Narita Boy
PC, PS4, Switch, Xbox One
We’ll say this: it’s a heck of a fur coat, at least. If you think you’ve seen everything pixel art has to offer – that after decades of experimentation the number of possible permutations of coloured dots has at last been exhausted – Narita Boy will prove you wrong. This is a remarkably attractive game, one that, while in clear creative hock to the ’80s, brings past aesthetics right up to modern standards, and then some. This is no mere retro pastiche, though there’s certainly plenty of that about it. Developer Studio Koba clearly takes its craft seriously.

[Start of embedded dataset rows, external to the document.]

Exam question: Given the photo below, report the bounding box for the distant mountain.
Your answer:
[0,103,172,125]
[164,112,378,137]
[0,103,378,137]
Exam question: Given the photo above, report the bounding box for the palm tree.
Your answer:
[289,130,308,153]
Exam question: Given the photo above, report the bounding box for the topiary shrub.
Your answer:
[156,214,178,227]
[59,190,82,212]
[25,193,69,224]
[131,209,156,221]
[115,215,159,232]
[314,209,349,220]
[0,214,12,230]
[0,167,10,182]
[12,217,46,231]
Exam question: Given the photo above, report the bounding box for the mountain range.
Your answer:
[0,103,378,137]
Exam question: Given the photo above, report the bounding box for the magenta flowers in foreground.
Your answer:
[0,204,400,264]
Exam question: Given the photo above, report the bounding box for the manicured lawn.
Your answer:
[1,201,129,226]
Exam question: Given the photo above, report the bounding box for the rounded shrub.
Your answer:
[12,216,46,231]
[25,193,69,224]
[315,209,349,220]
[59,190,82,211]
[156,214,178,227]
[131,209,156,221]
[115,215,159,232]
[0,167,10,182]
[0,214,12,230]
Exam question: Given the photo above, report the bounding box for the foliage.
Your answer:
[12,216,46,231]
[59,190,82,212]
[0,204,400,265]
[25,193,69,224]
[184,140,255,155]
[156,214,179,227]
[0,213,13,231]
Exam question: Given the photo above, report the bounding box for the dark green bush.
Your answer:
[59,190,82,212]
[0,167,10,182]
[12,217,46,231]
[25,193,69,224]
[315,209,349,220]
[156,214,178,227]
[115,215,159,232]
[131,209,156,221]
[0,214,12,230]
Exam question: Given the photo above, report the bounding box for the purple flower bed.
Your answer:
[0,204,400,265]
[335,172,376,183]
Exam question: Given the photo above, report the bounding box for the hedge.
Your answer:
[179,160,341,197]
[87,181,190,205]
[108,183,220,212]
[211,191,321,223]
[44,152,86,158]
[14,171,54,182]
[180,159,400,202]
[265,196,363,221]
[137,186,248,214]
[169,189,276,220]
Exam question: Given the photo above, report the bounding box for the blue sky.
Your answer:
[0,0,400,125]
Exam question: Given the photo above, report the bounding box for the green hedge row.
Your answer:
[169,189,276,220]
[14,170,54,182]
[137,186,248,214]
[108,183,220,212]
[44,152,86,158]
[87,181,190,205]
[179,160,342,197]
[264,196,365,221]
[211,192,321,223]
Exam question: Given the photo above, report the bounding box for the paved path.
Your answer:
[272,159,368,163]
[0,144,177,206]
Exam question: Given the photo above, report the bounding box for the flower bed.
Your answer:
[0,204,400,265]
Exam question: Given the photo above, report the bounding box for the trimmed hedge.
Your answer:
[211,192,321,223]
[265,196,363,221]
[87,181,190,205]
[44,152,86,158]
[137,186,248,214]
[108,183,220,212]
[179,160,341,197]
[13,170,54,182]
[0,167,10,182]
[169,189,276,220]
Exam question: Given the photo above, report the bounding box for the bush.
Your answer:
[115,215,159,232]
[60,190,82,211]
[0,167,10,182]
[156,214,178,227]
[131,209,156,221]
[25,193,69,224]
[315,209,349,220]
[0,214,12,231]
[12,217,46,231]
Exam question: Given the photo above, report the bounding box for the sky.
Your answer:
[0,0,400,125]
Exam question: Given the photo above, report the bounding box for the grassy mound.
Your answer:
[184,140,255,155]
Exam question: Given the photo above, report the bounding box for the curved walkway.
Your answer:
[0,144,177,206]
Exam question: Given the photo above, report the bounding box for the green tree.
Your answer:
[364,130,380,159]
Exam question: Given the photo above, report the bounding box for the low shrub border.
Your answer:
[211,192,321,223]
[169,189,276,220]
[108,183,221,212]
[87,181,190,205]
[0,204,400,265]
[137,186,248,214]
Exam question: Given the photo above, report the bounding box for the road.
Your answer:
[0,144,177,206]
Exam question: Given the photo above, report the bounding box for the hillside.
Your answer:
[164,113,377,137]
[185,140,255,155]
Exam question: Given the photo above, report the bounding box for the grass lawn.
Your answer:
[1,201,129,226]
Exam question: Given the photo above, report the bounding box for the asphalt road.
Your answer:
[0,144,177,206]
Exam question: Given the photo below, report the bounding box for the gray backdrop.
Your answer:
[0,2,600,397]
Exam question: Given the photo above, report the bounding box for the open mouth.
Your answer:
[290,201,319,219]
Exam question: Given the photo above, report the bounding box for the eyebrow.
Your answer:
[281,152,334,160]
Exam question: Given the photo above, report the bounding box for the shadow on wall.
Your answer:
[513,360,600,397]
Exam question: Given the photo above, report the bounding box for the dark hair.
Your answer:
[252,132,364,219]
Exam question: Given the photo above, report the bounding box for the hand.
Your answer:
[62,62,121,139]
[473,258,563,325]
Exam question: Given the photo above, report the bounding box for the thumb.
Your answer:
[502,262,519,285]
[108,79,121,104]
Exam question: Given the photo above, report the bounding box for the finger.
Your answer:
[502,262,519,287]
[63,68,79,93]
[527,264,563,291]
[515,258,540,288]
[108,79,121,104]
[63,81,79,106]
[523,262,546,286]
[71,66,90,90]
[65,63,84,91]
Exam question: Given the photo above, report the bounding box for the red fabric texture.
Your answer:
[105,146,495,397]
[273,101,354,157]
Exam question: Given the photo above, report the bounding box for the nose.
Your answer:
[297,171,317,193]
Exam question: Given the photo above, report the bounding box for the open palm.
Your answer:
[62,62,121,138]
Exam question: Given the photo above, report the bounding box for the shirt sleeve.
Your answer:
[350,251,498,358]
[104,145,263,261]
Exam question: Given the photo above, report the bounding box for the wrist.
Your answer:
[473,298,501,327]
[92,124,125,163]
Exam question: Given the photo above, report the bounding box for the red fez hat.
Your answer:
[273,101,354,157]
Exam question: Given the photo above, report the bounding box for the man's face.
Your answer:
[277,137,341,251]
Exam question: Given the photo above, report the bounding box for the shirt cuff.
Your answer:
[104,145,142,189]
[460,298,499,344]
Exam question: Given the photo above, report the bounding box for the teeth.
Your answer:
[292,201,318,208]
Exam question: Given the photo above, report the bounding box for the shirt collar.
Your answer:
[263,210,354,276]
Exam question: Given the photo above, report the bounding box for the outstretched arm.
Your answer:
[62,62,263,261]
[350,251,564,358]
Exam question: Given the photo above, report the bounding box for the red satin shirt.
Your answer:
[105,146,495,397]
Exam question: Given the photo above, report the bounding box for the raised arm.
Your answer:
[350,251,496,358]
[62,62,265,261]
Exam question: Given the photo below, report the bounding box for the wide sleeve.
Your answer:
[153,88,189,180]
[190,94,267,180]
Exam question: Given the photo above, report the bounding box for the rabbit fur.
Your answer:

A little too seriously, perhaps. Narita Boy’s story, while notionally a straightforward tale of a fictional videogame whose virtual world is infested with a virus, is simply overwritten: the game’s opening salvo is a minutes-long expository text dump, and things hardly improve from there. For every time we nudge the screenshot button to memorialise some stunning CRT-filtered sci-fi vista, we do so twice for another overwrought piece of dialogue. You’re talking to bits of computer code, so perhaps you can forgive them a lack of personality. But lord, they don’t half go on.
Narita Boy’s verbosity plays a key role in its poor pacing, but it is hardly acting alone. Levels seem to have been designed to maximise the time you spend traversing them – head all the way left for the key that unlocks the door all the way to the right, which in turn lets you go up to the top for the doodad you need to open the portal back at the start. Combat should cleanse the palate, but also seems balanced with longevity at top of mind. Basic grunts require five hits from your Techno-Sword to dispatch, and while your toolset grows over time – with such genre stalwarts as a shoulder bash, a ground slam and an uppercut – the enemy threat scales up accordingly, such that you never feel like you’re getting appreciably stronger.
Wildfire, a mechanic that lets Narita Boy power himself up with one of three coloured auras, drastically buffs his damage output, but raises incoming damage as well. That’s a dangerous game to play when fights span multiple waves of enemies, when incoming attacks and enemy states are often hard to read amid all the flashy effects, and when dying means doing it all over again.
That aesthetic really is powerful, though, and does more than enough to pull you through the game’s flatter moments. The desire to see what Studio Koba’s artists have dreamed up for the next section – and to hear what composer Salvador ‘Salvinsky’ Fornieles has worked up for the dreamy electro soundtrack – remains strong until the credits roll. If only there was substance to match the undeniable style.